Purpose: To develop and evaluate the efficacy of diabetes-targeted cell therapies in humans, a reliable model in larger animals is highly desirable. This article reports the surgical technique of total pancreatectomy in pigs and the biochemical analysis of the characteristics of totally pancreatectomized pigs.
Methods: Surgical total pancreatectomy was conducted in 23 pigs. Blood glucose, insulin, biochemistries, activity index, and intravenous glucose tolerance test (IVGTT) were examined to assess the pathophysiological profiles of diabetic pigs.

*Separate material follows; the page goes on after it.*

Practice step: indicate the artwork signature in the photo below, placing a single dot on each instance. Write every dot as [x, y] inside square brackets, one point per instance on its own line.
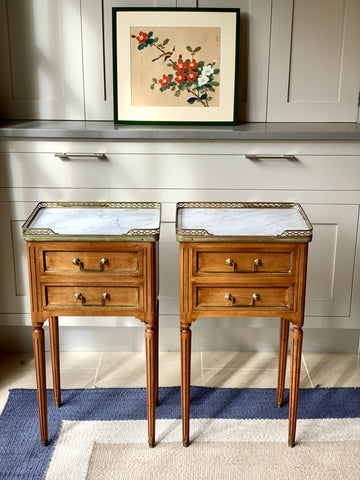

Results: A total of 14 pigs successfully underwent total pancreatectomy without requiring biliary reconstruction and were analyzed in the present study. Activity index was decreased from day 5 on and the mean survival of totally pancreatectomized pigs was 7.6 +/- 2.7 days. No endogenous insulin secretion was confirmed in these pigs. Pigs which received total pancreatectomy demonstrated significantly higher levels of ketone bodies. IVGTT performed within 4 days after total pancreatectomy showed a spontaneous decrease in blood glucose levels despite an absence of endogenous insulin secretion. IVGTT on day 5 or later showed continued hyperglycemia in pigs with total pancreatectomy. Histological examination showed atrophy of hepatocytes and decreased glycogen storage in the liver and decreased mucus production of the small intestine.
Conclusion: This article describes a porcine model of diabetes created by total pancreatectomy and it analyzes the pathophysiological profiles in the animals. The present study has suggested that IVGTT on day 5 or later after total pancreatectomy is a reliable method to evaluate the efficacy of cell therapies.